PR measurement has often been more sporadic and hybrid than it has been highly standardized.

But the Institute for Public Relations is hoping to bring clarity - even closure - to the need for uniform standards with the formation of a new Commission on Public Relations Measurement and Evaluation, drawing on representatives of four key sectors: corporate, agency, research and academia.

The commission, chaired by Walter Lindenmann, will seek to promote measurement standards and to counsel those within the industry on appropriate tools and techniques based on IPR guidelines, posted on its Web site, http://www.instituteforpr.com.

This week, we ask four members of the 15-member commission to identify the most pressing issue in PR today.

Corporate: Thomas Martin VP of Corporate Relations ITT Industries

Our challenge will be finding a more agreed-upon approach to measuring the effectiveness of PR. We have become used to systems which allow for many different proprietary approaches. For instance, each PR firm seems to have its own approach. But I'll contrast that with the approach that we've seen in the advertising arena, where there has been agreement on how to convey results.

In PR, however, we're not regularly going to management with similar terms and measures. At ITT Industries, for instance, we measure things like favorability and familiarity and we report on these on a periodic basis. What we've found is that as familiarity increases, so does favorability - determining the impression of a company by drawing a correlation among key targets (financial community, employees, customers, prospects, the media).

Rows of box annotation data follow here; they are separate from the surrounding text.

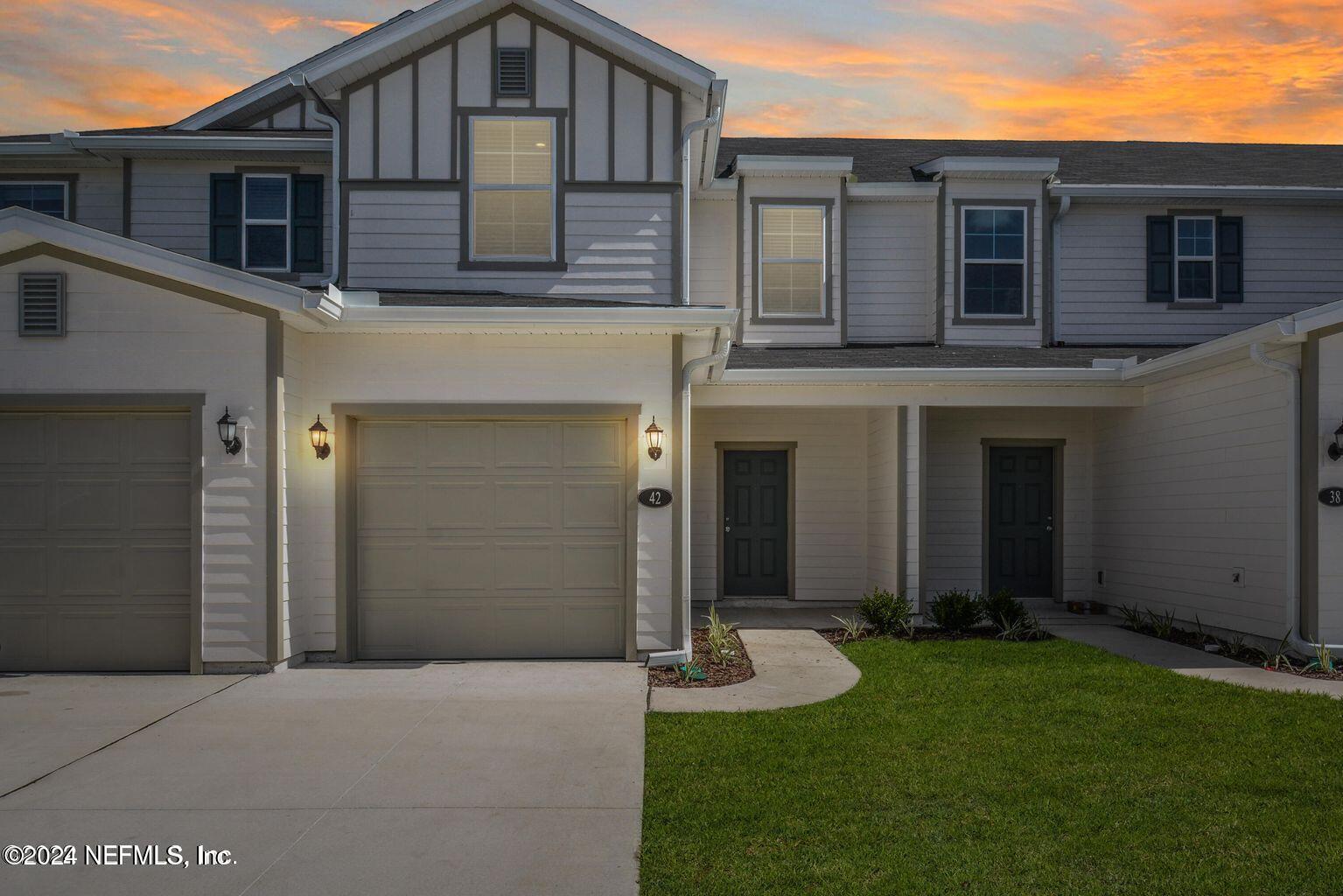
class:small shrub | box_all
[928,592,984,634]
[979,588,1027,633]
[858,588,914,638]
[830,617,866,643]
[705,606,738,666]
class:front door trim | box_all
[331,402,643,662]
[713,442,798,600]
[979,438,1067,603]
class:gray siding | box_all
[1059,200,1343,342]
[348,188,673,295]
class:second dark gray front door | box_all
[723,452,788,597]
[986,447,1054,598]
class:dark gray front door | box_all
[986,447,1054,598]
[723,452,788,598]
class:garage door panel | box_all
[356,419,628,658]
[563,480,625,529]
[52,475,123,532]
[0,411,192,672]
[494,480,559,529]
[359,480,424,533]
[564,421,625,470]
[424,421,493,470]
[0,414,47,470]
[0,477,48,532]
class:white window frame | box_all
[755,203,830,319]
[0,180,70,220]
[959,206,1034,321]
[466,116,559,263]
[241,173,294,271]
[1172,215,1217,302]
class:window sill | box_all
[457,261,570,271]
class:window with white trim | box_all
[758,206,826,317]
[961,206,1027,317]
[470,117,555,262]
[243,175,289,271]
[0,180,70,218]
[1175,216,1217,301]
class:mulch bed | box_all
[1124,623,1343,681]
[648,628,755,688]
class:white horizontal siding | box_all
[1095,349,1296,638]
[690,409,868,603]
[348,189,673,304]
[1059,201,1343,344]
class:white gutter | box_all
[289,73,341,284]
[1250,340,1343,657]
[1049,195,1073,342]
[681,106,723,304]
[648,328,732,666]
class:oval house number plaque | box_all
[640,489,672,508]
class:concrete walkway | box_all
[0,662,646,896]
[648,628,859,712]
[1049,623,1343,697]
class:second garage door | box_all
[354,419,628,660]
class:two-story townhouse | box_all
[0,0,1343,672]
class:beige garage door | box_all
[0,411,191,672]
[354,421,627,660]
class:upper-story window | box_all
[758,206,826,317]
[1175,215,1217,301]
[961,206,1029,317]
[0,180,70,218]
[243,175,289,271]
[470,117,555,262]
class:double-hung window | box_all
[961,206,1027,317]
[0,181,70,218]
[243,175,289,271]
[470,117,555,262]
[1175,215,1217,301]
[758,206,826,317]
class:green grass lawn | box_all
[640,640,1343,896]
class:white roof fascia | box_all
[733,156,853,178]
[0,206,308,326]
[914,156,1059,178]
[721,367,1123,386]
[1049,184,1343,200]
[184,0,713,130]
[849,181,941,201]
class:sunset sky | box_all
[0,0,1343,143]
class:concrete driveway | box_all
[0,662,645,896]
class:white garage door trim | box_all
[0,392,206,675]
[332,402,642,662]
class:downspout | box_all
[1250,342,1343,657]
[648,326,732,666]
[1049,195,1073,342]
[289,73,341,284]
[681,106,723,304]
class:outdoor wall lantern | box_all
[643,416,662,461]
[1330,424,1343,461]
[308,414,332,461]
[216,404,243,454]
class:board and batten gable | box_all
[341,5,687,304]
[1057,199,1343,344]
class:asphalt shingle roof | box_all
[717,137,1343,186]
[728,346,1186,371]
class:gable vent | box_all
[18,274,66,336]
[494,47,532,97]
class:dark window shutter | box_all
[209,175,243,268]
[1217,218,1245,302]
[291,175,322,273]
[1147,215,1175,302]
[494,47,532,97]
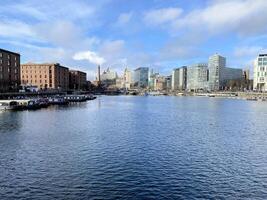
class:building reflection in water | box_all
[0,111,22,134]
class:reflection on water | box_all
[0,96,267,199]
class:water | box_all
[0,96,267,199]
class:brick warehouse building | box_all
[69,70,87,90]
[0,49,20,92]
[21,63,69,90]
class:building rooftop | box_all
[0,48,20,56]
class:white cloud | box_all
[144,8,183,25]
[0,20,36,38]
[172,0,267,35]
[116,12,133,26]
[73,51,105,65]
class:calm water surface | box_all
[0,96,267,200]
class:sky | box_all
[0,0,267,80]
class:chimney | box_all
[97,65,101,86]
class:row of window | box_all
[258,72,267,77]
[21,65,52,70]
[22,75,49,78]
[0,73,18,81]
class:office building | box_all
[21,63,69,90]
[123,68,132,89]
[187,63,209,91]
[208,54,245,91]
[0,49,20,92]
[134,67,149,88]
[69,70,87,90]
[171,66,187,91]
[253,54,267,92]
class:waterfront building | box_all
[69,70,87,90]
[123,68,132,89]
[187,63,209,91]
[166,75,172,91]
[148,71,159,90]
[0,49,20,92]
[243,69,250,80]
[134,67,149,88]
[171,66,187,91]
[208,54,245,91]
[100,67,118,87]
[116,77,124,89]
[154,75,166,91]
[208,54,226,91]
[21,63,69,90]
[253,54,267,92]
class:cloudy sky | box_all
[0,0,267,79]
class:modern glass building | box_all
[253,54,267,92]
[208,54,242,91]
[187,63,209,91]
[134,67,149,88]
[208,54,226,91]
[171,66,187,91]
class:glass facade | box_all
[187,63,209,91]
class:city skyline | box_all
[0,0,267,80]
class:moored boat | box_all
[0,100,19,110]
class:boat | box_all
[85,95,96,101]
[0,100,19,110]
[48,96,69,105]
[64,95,87,102]
[247,97,258,101]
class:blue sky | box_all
[0,0,267,79]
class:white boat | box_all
[0,100,19,110]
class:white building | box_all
[208,54,243,91]
[171,66,187,90]
[134,67,149,88]
[187,63,209,91]
[101,68,118,81]
[253,54,267,92]
[123,68,132,89]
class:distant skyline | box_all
[0,0,267,79]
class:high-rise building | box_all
[253,54,267,92]
[134,67,149,88]
[123,68,132,89]
[154,75,167,91]
[171,66,187,90]
[187,63,209,91]
[21,63,69,90]
[208,54,245,91]
[0,49,20,92]
[208,54,226,91]
[243,69,250,80]
[69,70,87,90]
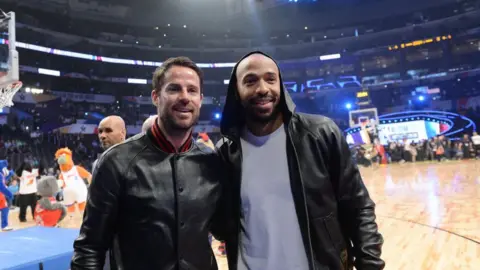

For another company, the semantics are probably different. But the partial barrier to PR being more persuasive is that we need to penetrate financial minds - people who come from engineering and financial backgrounds - who believe things need to be quantitative and that there should be some hard numbers and a way of saying: "spending X amount of money will lead to these results." Hopefully, we can come up with some universal terms/approaches that will provide PR pros the opportunity for some differentiation, but get them to agree that when it comes to measurement, there are certain boundaries. And eventually they'll say: "This is the way, without drastic deviation, we measure and report."

Research: John Gilfeather Managing Partner Yankelovich Partners

The biggest issue we're facing is for PR to take its place, something that can only be done through more accountability. Advertising, for instance, has developed measurements that are fairly accepted [by highers-up and external audiences], but we need to provide that same kind of accountability to the people who are paying the PR bills.

We did a study with Hill & Knowlton last year and we spoke with corporate communicators about reputation and found that only 39 percent (of the several hundred we talked to) report that their corporations benchmark reputation, which is the surrogate for your total communications. And strict measurement of results is only a fraction of that.

The PR industry has always said that what it does is soft, that it's goodwill in the bank and that certainly is correct, but just to an extent. We're all facing the day when the CEO says, "I've spent these dollars on PR - now, what's my return?" Measurement includes modeling press coverage against, and parallel to, survey research about the audiences being targeted and looking at outcomes (whether you've affected behavior), but it's also about the bottom line, those sales and profits.

Academia: Dr. James E. Grunig, Professor of PR University of Maryland

The first problem seems to be finding a means for disseminating this well developed body of knowledge to public relations practitioners. The Guidelines book published by the Institute did a good job of summarizing this body of knowledge in a brief, understandable fashion.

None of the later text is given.